The first line of a record MUST start with a date. On the same line there MAY follow a should-total, which MUST be separated by one “space” from the date (additional “spaces” MAY appear).

A record summary MAY appear on the subsequent lines. Any amount of entries MAY appear afterwards, where each MAY have an entry summary.

In order to indent a line, it MUST start with one of the following sequences:

  • Four “spaces” (RECOMMENDED)
  • Two or three “spaces”
  • One “tab”

To signify the second level of indentation, the indentation sequence MUST appear twice.

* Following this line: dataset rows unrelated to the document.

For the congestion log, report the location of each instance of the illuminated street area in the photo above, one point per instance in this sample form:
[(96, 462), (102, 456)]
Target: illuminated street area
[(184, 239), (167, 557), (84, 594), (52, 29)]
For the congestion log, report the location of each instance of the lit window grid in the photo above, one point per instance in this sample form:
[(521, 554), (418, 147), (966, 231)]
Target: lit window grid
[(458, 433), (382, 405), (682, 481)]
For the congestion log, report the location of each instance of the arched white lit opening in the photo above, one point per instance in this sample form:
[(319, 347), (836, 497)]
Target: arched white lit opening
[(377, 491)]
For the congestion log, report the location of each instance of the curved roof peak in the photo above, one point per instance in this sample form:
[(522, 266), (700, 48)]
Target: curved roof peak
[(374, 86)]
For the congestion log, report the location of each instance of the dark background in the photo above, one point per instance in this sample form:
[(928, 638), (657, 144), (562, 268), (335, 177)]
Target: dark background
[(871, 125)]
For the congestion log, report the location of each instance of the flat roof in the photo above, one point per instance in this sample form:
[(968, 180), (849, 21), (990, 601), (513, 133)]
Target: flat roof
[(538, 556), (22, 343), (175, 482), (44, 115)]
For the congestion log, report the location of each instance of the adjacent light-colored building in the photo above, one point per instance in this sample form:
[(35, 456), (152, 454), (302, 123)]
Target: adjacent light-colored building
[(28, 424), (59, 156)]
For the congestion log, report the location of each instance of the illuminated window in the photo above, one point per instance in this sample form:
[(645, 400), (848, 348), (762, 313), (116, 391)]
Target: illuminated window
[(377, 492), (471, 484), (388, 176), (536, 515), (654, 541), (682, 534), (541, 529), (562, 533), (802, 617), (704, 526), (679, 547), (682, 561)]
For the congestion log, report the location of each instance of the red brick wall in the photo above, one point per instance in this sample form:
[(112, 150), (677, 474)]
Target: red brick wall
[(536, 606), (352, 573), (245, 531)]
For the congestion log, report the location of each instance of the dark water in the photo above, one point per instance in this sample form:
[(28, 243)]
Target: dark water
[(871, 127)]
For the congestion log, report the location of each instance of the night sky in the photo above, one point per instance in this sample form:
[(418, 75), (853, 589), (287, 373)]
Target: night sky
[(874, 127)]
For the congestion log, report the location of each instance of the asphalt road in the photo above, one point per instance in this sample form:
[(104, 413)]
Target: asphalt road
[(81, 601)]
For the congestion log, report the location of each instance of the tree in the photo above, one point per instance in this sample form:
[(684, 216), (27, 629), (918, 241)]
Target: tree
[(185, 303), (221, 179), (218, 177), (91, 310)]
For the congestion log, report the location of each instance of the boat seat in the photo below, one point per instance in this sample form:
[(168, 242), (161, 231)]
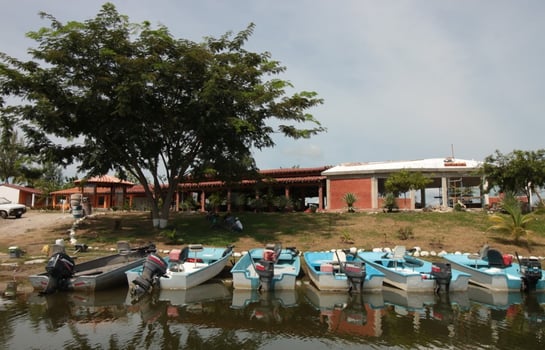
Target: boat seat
[(399, 252), (339, 256), (123, 248), (56, 248), (495, 259)]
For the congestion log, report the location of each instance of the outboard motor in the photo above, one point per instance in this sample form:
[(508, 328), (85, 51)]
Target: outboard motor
[(154, 267), (355, 273), (530, 269), (59, 268), (265, 267), (442, 273)]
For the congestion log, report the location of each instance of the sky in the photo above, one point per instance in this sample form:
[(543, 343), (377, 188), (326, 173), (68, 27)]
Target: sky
[(400, 79)]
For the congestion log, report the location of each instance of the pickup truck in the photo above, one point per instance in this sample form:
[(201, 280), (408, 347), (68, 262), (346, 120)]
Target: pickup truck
[(7, 208)]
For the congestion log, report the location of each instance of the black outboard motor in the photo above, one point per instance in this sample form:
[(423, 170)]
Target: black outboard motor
[(355, 273), (265, 267), (59, 268), (154, 267), (530, 269), (442, 273)]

The indentation style MUST be uniform within records. (It MAY differ between records, though.) 1

Date

A date is a day in the calendar.

Examples: 2020-01-01, 1984-08-30, 2004/12/24

Dates MUST contain 4 “digits” that denote the year, 2 “digits” that denote the month, and 2 “digits” that denote the day. The parts MUST be separated by either a - (RECOMMENDED) or a /. The year part MUST be written first, then the month, then the day.

The combination of year, month and day MUST be representable by the Gregorian calendar.

Should-Total

A should-total denotes the targeted total time of a record.

Examples: (8h!), (5h15m!), (-3h30m!)

A should-total MUST be a duration value followed by a ! and wrapped in “parentheses”.

Summary

A summary is user-provided text for capturing arbitrary information about a record or an entry. Summaries are optional.

Record Summary

The record summary is considered to be associated with the entire record.

It MUST appear underneath the date, and it MAY span multiple lines. Each of its lines MUST NOT start with “blank characters”. 2

Entry Summary

The entry summary is considered to be referring to one particular entry.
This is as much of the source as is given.